The magic in Rarity’s three cores pulsed as one and all the repaired rune lines glowed a fiery red. Some voices, as distant as they were urgent, called out to each other. Luna knew them to be the voices of Dr. Groans, Commander Onyx, and other ponies watching over the sleeping form of their Empress.

Rarity stumbled forward suddenly, and the Crystal Heart’s avatar stepped out of her, like a pony stepping out of a pair of pants, though its hoof remained stuck to the Empress for another moment before they separated fully.

The Crystal Heart stood up and, silently, nodded to Luna before trotting over to its own core and pretending to tinker with it.

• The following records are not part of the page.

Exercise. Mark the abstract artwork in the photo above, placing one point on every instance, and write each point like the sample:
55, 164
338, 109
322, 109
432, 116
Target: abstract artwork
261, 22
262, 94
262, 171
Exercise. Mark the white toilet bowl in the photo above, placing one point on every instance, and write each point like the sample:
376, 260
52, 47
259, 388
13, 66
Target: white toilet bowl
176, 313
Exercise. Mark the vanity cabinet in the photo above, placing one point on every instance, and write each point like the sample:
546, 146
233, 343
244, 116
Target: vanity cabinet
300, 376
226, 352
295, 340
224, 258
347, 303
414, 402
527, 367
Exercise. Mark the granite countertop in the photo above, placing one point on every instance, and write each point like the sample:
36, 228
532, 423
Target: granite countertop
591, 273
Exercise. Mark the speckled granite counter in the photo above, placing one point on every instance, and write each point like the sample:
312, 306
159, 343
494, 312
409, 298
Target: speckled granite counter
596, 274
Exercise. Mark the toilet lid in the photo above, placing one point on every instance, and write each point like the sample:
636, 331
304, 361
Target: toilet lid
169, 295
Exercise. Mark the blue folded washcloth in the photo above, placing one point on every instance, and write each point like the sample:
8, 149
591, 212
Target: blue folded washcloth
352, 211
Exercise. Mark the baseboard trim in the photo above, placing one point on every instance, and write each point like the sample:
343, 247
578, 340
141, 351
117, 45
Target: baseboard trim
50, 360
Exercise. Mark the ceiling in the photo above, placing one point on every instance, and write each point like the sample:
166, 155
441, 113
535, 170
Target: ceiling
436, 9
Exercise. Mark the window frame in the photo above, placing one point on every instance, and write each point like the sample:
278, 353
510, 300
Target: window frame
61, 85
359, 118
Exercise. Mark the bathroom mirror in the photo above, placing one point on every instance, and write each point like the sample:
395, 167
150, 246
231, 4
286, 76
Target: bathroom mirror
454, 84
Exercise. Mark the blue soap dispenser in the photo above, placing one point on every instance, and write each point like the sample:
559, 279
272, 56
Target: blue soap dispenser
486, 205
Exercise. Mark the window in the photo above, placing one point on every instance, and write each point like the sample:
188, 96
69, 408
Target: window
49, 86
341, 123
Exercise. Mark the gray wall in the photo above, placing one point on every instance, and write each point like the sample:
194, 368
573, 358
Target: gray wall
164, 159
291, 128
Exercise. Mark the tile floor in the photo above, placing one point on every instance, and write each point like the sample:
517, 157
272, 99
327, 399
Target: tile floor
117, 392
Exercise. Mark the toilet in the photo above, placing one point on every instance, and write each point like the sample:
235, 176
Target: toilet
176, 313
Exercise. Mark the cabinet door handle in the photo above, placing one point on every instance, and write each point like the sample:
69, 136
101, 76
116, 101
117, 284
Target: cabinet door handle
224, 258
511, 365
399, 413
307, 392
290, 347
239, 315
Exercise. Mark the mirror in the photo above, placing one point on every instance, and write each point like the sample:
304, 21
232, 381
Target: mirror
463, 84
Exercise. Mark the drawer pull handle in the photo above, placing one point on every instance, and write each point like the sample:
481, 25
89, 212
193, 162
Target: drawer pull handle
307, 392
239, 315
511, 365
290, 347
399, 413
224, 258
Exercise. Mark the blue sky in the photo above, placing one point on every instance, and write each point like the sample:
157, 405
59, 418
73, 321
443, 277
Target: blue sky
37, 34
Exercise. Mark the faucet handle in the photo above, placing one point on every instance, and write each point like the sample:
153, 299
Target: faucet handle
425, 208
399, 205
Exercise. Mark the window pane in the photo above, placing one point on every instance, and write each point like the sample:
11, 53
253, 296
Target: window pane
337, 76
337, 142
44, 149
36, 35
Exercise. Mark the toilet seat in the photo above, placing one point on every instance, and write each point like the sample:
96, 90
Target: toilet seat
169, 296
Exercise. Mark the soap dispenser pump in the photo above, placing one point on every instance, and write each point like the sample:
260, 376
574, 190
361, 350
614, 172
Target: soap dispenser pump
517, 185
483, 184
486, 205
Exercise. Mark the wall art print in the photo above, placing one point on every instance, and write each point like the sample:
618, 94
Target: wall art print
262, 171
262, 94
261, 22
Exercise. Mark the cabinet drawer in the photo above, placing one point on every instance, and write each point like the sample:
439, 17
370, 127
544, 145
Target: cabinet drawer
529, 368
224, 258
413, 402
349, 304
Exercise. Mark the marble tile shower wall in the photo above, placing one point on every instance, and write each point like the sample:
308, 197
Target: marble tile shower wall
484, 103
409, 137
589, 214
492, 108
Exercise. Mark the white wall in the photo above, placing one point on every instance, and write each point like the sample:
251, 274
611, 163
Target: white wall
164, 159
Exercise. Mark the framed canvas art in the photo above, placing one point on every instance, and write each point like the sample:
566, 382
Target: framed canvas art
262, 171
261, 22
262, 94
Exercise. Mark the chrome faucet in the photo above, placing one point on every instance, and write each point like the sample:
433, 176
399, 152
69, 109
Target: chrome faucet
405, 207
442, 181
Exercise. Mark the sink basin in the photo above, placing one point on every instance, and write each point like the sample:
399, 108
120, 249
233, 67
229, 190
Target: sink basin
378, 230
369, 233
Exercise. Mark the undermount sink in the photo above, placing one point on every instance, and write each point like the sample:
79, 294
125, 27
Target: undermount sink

A distant clicking sound echoed throughout the stone chamber, to which the runes in the room all flashed at once before calming down. Luna watched as the cracks in one of the nearby pillars instantly mended themselves.

She didn’t have much time. “I came to help you,” said Luna. “I am the Keeper of Dreams, after all. You were in danger, and I was wor—”

“Help? I don’t remember needing your help,” accused Rarity as she dismissed Luna’s offered hoof to stand up again. “After all these years. All these long years... What made you think that I needed the help of somepony who just up and abandons her responsibilities?”

Clearly, Rarity was in a bad mood, and Luna couldn’t help but grin at Rarity’s indignant pouting. “Well, there was that one time with the owlbear.”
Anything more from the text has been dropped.